Tim Hardaway Jr. struggles to find flow in No. 14 Michigan's loss at Virginia
Hardaway had a performance to forget in the 14th-ranked Michigan basketball team's 70-58 loss at Virginia during the Big Ten/ACC Challenge, finishing with just five points on 2-for-9 shooting in 25 minutes.
"It was a learning experience that I have to learn from," Hardaway said following the defeat.
Entering the game, Hardaway was coming off one of the stronger weeks of his young career. He averaged 20 points over a three-game stretch to earn a spot on the 2011 Maui Invitational all-tournament team.
On Tuesday, the good vibes never got started.
Hardaway was whistled for two fouls in the game's first six minutes, and never found his groove. He was scoreless in the first half, and was completely taken away by Virginia's defensive efforts in the second.
"Tim's not going to be the last guy in here that's a high-profile (player) that they play a lot of attention to," Michigan coach John Beilein said. "He's going to have to make tough shots against them, and he had a tough night.
"But he'll bounce back."
Beilein said he never considered re-entering Hardaway in the first half after he picked up the two early fouls. Then again, he really didn't need to. The Wolverines only found themselves down one point entering the half.
During the second round of the Maui Invitational against Duke, Hardaway was held scoreless in the first half, but broke out to score 19 second-half points in a narrow loss.
That second wind never came Tuesday against Virginia, and Michigan had no answer because of it.
Zack Novak and Trey Burke picked up some of Hardaway's slack in the first half, combining to score 15 points in his absence.
But with Hardaway stuck in a funk during the second, the Wolverines couldn't muster up any external offense to limit Virginia's eventual game-icing 15-0 run.
"I think (the coaches) got us some stuff, guys got open looks," Novak said of the second-half struggles. "A couple times we didn't take them, a couple times we didn't score. But we have total trust in our coaches.

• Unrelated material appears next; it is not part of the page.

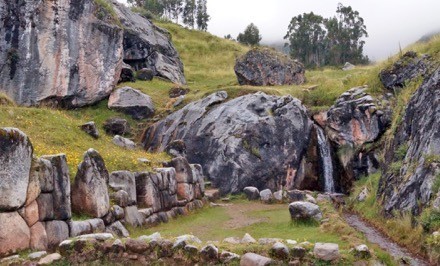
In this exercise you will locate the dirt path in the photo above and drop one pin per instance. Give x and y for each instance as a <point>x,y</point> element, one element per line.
<point>376,237</point>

"We still got decent looks, we just didn't knock them down."
Michigan senior guard Stu Douglass said Hardaway's early foul trouble wasn't just new for Hardaway, but the entire team in general.
Douglass said the rest of the roster can learn from the situation, though, and be better prepared if it happens again.
"They started off trying to attack Tim, trying to get him in foul trouble and the first play of the game they drove right at him," Douglass said. "So when Tim goes out that puts pressure on us, and it also keeps it on us in the second half.
"It's something we'll all learn from. I don't know if Tim has ever really been in foul trouble like that. It's a good learning experience, and it's something you can't prepare for in practice. We'll learn and get a lot better from it."
Beilein wouldn't read too much into his star's poor performance Tuesday, saying he's confident Hardaway will respond.
Hardaway kept the same attitude, giving Virginia credit and moving forward to Michigan's upcoming contest Saturday against Iowa State.
There might not be a reset button, but there's always the next game.
"They just did their job," he said. "We just have to learn from our mistakes and come back on Saturday with a different mentality."